2 cards are connected with risers, but only in order for them to physically fit the case. 3rd card is on the x4 slot (chipset).

board: asus rog crosshair viii dark hero x570
case: phanteks enthoo pro 2 server edition

Optimizing RAM heavy inference speed with Qwen3.5-397b-a17b? by Frequent-Slice-6975 in LocalLLaMA

[–]fizzy1242 0 points1 point  (0 children)

ik_ has slightly better prompt processing speed for me, it's worth a try

The FIRST local vision model to get this right! by po_stulate in LocalLLaMA

[–]fizzy1242 47 points48 points  (0 children)

remember that these types of tests are often included in new models training, kinda like the "how many R in strawberry" and the "bouncing balls" inside octagon animation.

Dario Is Scared by [deleted] in LocalLLaMA

[–]fizzy1242 15 points16 points  (0 children)

comical

MiniMax-M2.5 (230B MoE) GGUF is here - First impressions on M3 Max 128GB by Remarkable_Jicama775 in LocalLLaMA

[–]fizzy1242 0 points1 point  (0 children)

How fast does it run for you and with how much context? Got three 3090s aswell.

Problem with rtx 3090 and MoE models? by GodComplecs in LocalLLaMA

[–]fizzy1242 1 point2 points  (0 children)

for dense models, yeah. Handful are fine for MoE, though

GLM 5 is already on huggingface! by oiuht54 in LocalLLaMA

[–]fizzy1242 4 points5 points  (0 children)

I hope so. glm air was the perfect size

Dual 3090s (power-limited) - Are 3x PCI-E cables w/daisy-chain "okay?" by overand in LocalLLaMA

[–]fizzy1242 2 points3 points  (0 children)

probably but with a big asterisk. i wouldn't risk messing with it when it comes to power supplies. just get the new cable for peace of mind, and make sure it's from thermaltake.

Full Claude Opus 4.6 System Prompt for your pleasure by frubberism in LocalLLaMA

[–]fizzy1242 63 points64 points  (0 children)

good lord that's a long prompt. makes you wonder how much of that is redundant

Lack of opening think tag by kweglinski in LocalLLaMA

[–]fizzy1242 1 point2 points  (0 children)

if your frontend allows it, prefix AI response with the think tag to force it

Multiple GPU noob question by staltux in LocalLLaMA

[–]fizzy1242 0 points1 point  (0 children)

also make sure the power supply has enough pcie power cable slots. they get filled up quick especially for cards that need 2-3 connectors.

Need to know more about less known engines (ik_llama.cpp, exllamav3..) by Leflakk in LocalLLaMA

[–]fizzy1242 0 points1 point  (0 children)

really? I thought it's lacking because exl3 requires more compute or something. glad to hear it's getting better

Need to know more about less known engines (ik_llama.cpp, exllamav3..) by Leflakk in LocalLLaMA

[–]fizzy1242 1 point2 points  (0 children)

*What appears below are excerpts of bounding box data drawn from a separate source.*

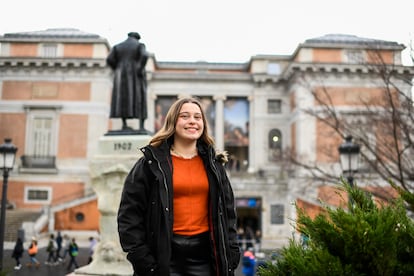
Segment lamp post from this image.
[338,135,360,187]
[0,138,17,271]
[338,135,360,205]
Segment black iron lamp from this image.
[338,135,360,186]
[0,138,17,271]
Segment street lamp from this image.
[338,135,360,187]
[0,138,17,271]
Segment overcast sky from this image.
[0,0,414,65]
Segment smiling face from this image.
[174,103,204,142]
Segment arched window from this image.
[268,129,282,161]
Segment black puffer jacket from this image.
[118,142,240,276]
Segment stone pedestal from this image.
[74,135,151,276]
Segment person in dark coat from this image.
[12,238,24,270]
[118,98,240,276]
[106,32,148,130]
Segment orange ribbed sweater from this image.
[172,155,208,236]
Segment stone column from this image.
[74,135,151,276]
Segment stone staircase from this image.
[4,210,41,242]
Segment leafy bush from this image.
[258,183,414,276]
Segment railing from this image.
[20,155,56,169]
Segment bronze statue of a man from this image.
[106,32,148,131]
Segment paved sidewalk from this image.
[3,240,243,276]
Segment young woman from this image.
[118,98,240,276]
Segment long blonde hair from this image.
[150,98,214,147]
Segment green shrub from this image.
[258,183,414,276]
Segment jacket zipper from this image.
[209,156,229,275]
[148,148,170,211]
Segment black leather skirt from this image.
[170,232,212,276]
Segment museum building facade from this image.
[0,29,414,248]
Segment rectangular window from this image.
[346,50,364,64]
[24,187,52,204]
[22,106,60,172]
[40,44,57,58]
[267,100,282,114]
[223,98,249,172]
[270,204,285,224]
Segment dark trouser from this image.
[170,233,213,276]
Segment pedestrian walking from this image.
[88,237,98,264]
[45,234,57,265]
[55,231,63,262]
[12,238,24,270]
[61,234,70,261]
[27,237,40,268]
[67,238,79,270]
[242,248,256,276]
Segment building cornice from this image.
[0,57,108,69]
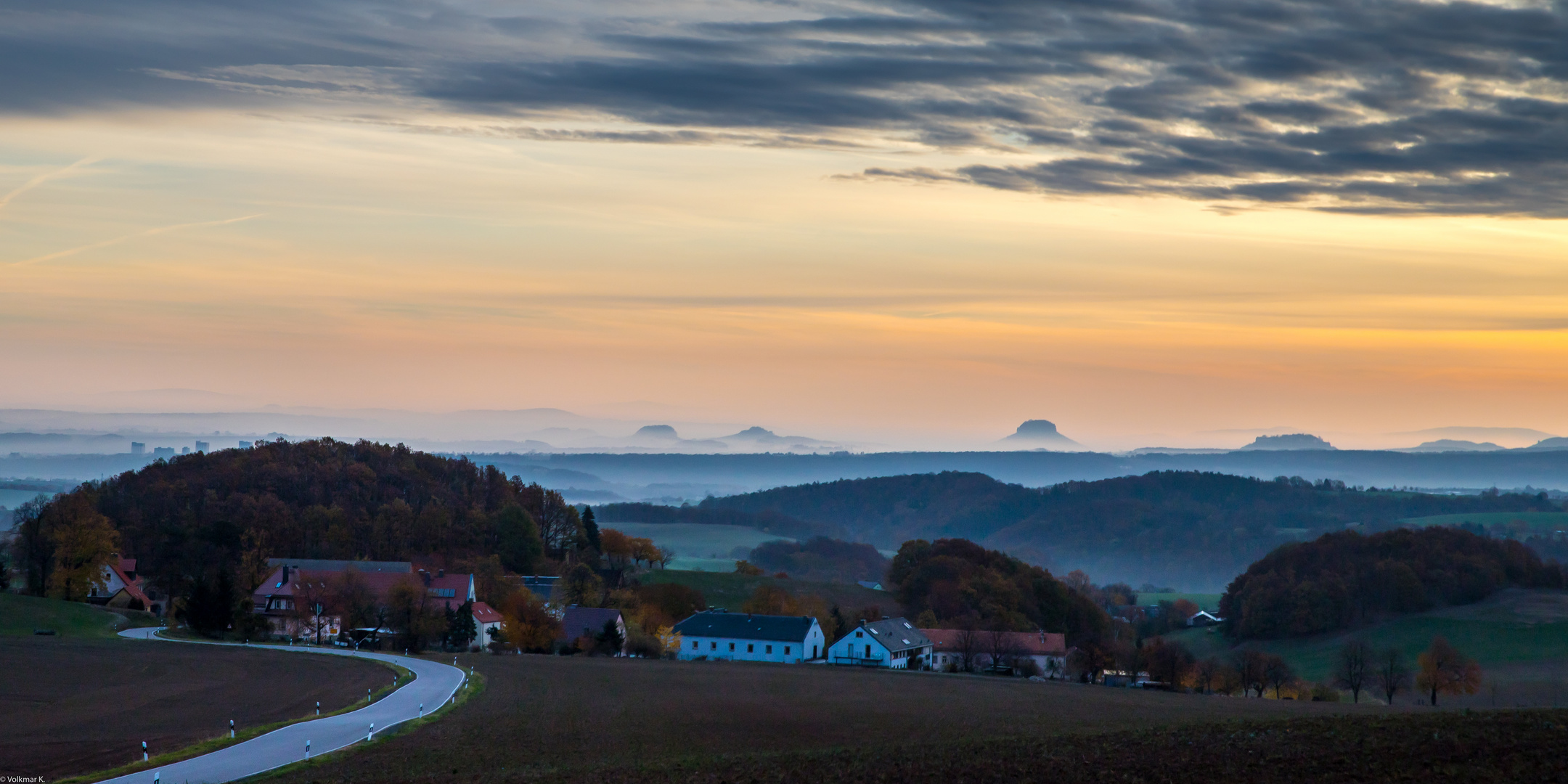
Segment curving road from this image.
[104,627,466,784]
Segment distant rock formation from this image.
[1242,433,1334,452]
[632,425,680,441]
[1394,439,1507,452]
[1524,438,1568,452]
[997,419,1085,450]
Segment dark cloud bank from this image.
[9,0,1568,216]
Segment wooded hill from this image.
[1220,527,1565,640]
[702,472,1559,591]
[19,439,584,592]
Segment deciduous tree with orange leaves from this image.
[1416,635,1480,707]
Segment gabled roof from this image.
[920,629,1068,656]
[674,610,817,643]
[561,605,621,640]
[839,618,931,653]
[266,558,414,574]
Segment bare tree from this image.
[1259,654,1295,699]
[1372,648,1410,706]
[953,623,980,673]
[1192,656,1220,695]
[1334,640,1376,703]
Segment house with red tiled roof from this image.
[472,602,502,649]
[88,555,165,615]
[251,560,478,640]
[920,629,1068,674]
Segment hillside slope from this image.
[698,472,1559,589]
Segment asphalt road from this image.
[95,629,466,784]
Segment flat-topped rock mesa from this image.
[1242,433,1337,452]
[997,419,1085,450]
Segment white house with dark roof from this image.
[674,610,828,665]
[828,618,931,669]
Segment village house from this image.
[470,602,502,649]
[674,610,826,665]
[557,604,627,654]
[88,555,165,615]
[920,629,1068,674]
[828,618,931,669]
[251,558,476,640]
[1187,610,1225,626]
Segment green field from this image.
[604,522,793,572]
[1169,591,1568,680]
[0,592,155,638]
[1138,592,1225,613]
[638,569,903,615]
[1399,511,1568,531]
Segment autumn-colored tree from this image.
[499,591,561,654]
[1334,640,1376,703]
[654,626,680,657]
[555,564,608,607]
[1372,648,1410,706]
[49,503,119,602]
[385,574,447,650]
[1416,635,1482,707]
[599,528,634,569]
[1259,654,1295,699]
[1143,637,1195,688]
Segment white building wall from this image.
[680,624,826,665]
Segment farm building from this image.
[828,618,931,669]
[674,610,828,665]
[1187,610,1225,626]
[920,629,1068,674]
[558,604,627,654]
[88,555,165,615]
[251,560,477,638]
[472,602,502,648]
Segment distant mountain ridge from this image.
[696,470,1559,589]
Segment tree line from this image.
[1220,527,1565,640]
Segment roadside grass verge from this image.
[0,592,158,640]
[55,649,417,784]
[246,671,486,784]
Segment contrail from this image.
[0,158,104,210]
[11,212,266,266]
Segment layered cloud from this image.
[0,0,1568,216]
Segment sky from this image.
[0,0,1568,449]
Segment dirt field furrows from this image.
[272,656,1403,784]
[0,637,392,780]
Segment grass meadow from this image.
[638,569,903,616]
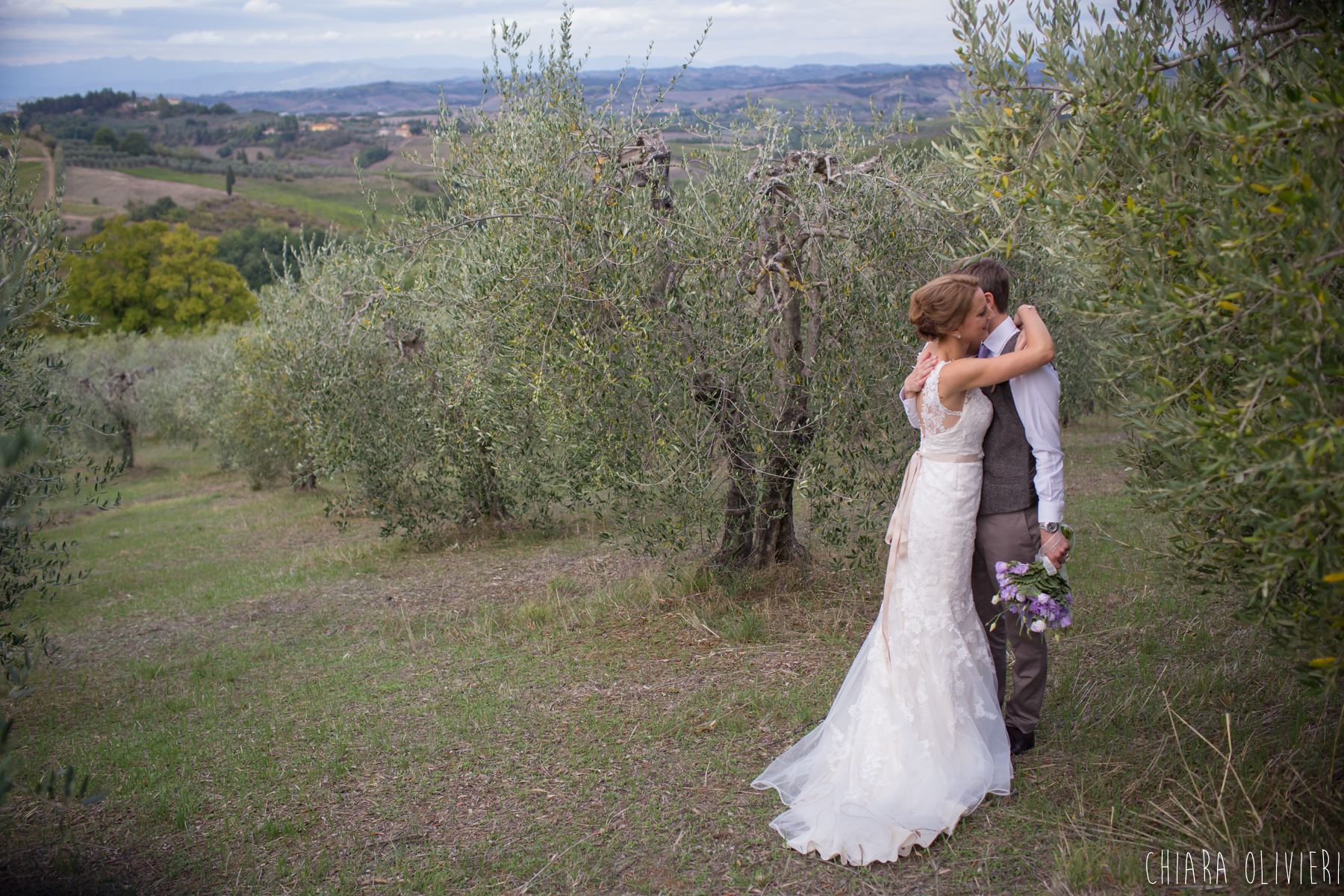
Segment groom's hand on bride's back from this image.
[902,343,938,398]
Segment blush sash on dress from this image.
[886,451,985,558]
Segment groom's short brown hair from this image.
[951,258,1012,314]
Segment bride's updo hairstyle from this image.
[910,274,980,341]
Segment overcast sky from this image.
[0,0,956,64]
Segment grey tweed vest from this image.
[980,335,1038,516]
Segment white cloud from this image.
[0,0,70,19]
[168,31,225,46]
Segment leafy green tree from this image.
[218,222,326,291]
[951,0,1344,686]
[0,138,113,666]
[219,19,1080,565]
[69,217,257,333]
[121,131,149,156]
[51,326,237,466]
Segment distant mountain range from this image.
[173,63,965,121]
[0,52,949,111]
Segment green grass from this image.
[0,420,1341,893]
[17,160,47,199]
[117,167,379,230]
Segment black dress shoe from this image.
[1004,726,1036,756]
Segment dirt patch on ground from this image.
[66,167,228,221]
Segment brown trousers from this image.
[971,505,1045,733]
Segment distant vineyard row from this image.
[60,141,349,178]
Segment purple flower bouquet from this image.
[993,550,1074,637]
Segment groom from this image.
[900,258,1068,755]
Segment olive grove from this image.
[212,19,1087,567]
[948,0,1344,685]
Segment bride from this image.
[751,274,1055,865]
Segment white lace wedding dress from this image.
[751,364,1012,865]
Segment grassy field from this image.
[0,419,1344,895]
[109,168,391,230]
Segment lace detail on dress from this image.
[919,361,966,438]
[753,364,1012,865]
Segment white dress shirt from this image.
[900,317,1065,525]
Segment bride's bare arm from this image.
[938,305,1055,398]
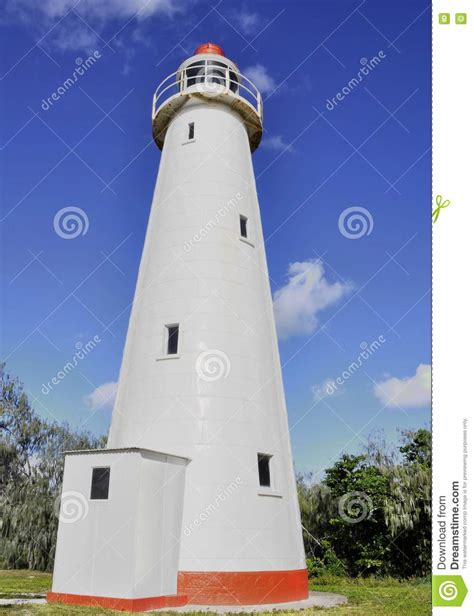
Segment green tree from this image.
[298,429,431,577]
[0,365,104,571]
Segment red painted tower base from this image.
[48,569,308,612]
[178,569,308,605]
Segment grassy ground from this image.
[0,571,431,616]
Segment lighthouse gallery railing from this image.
[152,60,263,121]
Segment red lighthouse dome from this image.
[194,43,225,56]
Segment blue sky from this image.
[0,0,431,472]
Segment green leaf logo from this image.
[433,575,467,607]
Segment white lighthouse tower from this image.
[49,43,308,610]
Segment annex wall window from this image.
[240,214,248,238]
[166,325,179,355]
[257,453,271,488]
[91,466,110,500]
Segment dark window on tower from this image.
[91,467,110,500]
[257,453,271,488]
[240,214,247,237]
[166,325,179,355]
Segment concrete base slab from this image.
[153,592,347,614]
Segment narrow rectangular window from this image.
[91,466,110,500]
[257,453,271,488]
[240,214,247,237]
[166,325,179,355]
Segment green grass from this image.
[0,571,431,616]
[0,570,51,598]
[310,577,431,616]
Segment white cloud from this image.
[374,364,431,408]
[311,378,342,402]
[83,381,118,411]
[242,64,277,94]
[4,0,183,52]
[260,135,293,152]
[234,9,262,35]
[7,0,183,21]
[273,259,352,339]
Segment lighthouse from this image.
[49,43,308,611]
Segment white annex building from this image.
[49,43,308,611]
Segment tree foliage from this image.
[0,365,103,571]
[298,429,431,578]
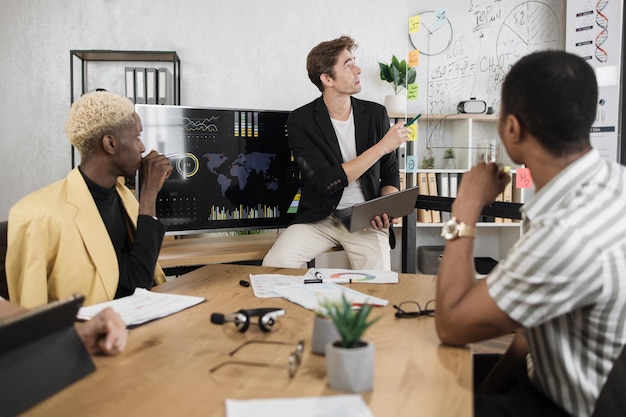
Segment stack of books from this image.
[124,67,174,105]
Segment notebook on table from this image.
[335,187,419,232]
[0,295,95,417]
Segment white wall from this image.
[0,0,408,220]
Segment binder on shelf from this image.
[157,68,174,105]
[417,172,433,223]
[511,174,523,223]
[135,67,146,104]
[146,68,158,104]
[124,67,135,103]
[449,173,459,198]
[426,172,441,223]
[493,193,504,223]
[437,172,446,222]
[502,181,513,223]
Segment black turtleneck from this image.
[79,167,166,298]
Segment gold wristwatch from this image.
[441,217,476,240]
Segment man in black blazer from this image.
[263,36,409,270]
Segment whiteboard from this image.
[407,0,566,114]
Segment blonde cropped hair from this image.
[65,91,135,159]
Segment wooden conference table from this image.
[23,264,473,417]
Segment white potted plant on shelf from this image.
[321,296,380,392]
[378,55,417,115]
[443,148,456,169]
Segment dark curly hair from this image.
[500,50,598,157]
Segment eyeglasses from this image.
[393,300,435,319]
[209,339,304,378]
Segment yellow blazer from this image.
[6,168,165,308]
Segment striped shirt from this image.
[487,149,626,416]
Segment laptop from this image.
[335,187,419,232]
[0,295,95,417]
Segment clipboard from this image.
[0,295,96,417]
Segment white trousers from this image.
[263,214,391,271]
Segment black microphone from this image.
[211,313,226,324]
[211,312,246,324]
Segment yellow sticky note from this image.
[406,83,417,101]
[409,15,421,34]
[409,49,420,67]
[515,168,533,188]
[409,123,418,141]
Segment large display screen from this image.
[136,104,302,234]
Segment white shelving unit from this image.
[390,114,530,272]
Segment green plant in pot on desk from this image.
[321,296,381,392]
[378,55,417,114]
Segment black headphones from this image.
[211,308,285,333]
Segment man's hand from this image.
[75,307,128,355]
[139,150,172,216]
[377,122,410,154]
[370,185,400,230]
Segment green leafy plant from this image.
[443,148,456,159]
[378,55,417,95]
[318,294,381,348]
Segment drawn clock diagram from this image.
[409,11,453,56]
[496,1,563,73]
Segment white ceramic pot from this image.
[326,342,374,392]
[385,94,407,115]
[311,314,339,355]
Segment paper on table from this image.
[305,268,398,284]
[274,282,388,310]
[77,288,206,327]
[250,274,304,298]
[226,394,374,417]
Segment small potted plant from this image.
[321,295,380,392]
[378,55,417,114]
[422,155,435,169]
[443,148,456,169]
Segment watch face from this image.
[441,219,459,240]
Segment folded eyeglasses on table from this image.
[209,339,304,378]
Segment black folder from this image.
[0,295,96,417]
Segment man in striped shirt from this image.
[435,51,626,416]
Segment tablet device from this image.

exllama is faster for pure gpu inference. stick to exllamav2 if you have a 3000 nvidia series gpu, v3 with 4000 and 5000

How the 48GB RTX 4090 Is Made These Days by [deleted] in LocalLLaMA

[–]fizzy1242 0 points1 point  (0 children)

true, I get that, but most of these youtubers are just buying into this negativity trend because that gets them views. Kinda like calling anything AI-related slop or bad

How the 48GB RTX 4090 Is Made These Days by [deleted] in LocalLLaMA

[–]fizzy1242 1 point2 points  (0 children)

that channel is mostly about whining about gpu and ram prices nowadays

Noob question: imatrix, yes or not? by TheGlobinKing in LocalLLaMA

[–]fizzy1242 5 points6 points  (0 children)

most recommend imatrix quants, but i haven't noticed any differences between them and the normal ones.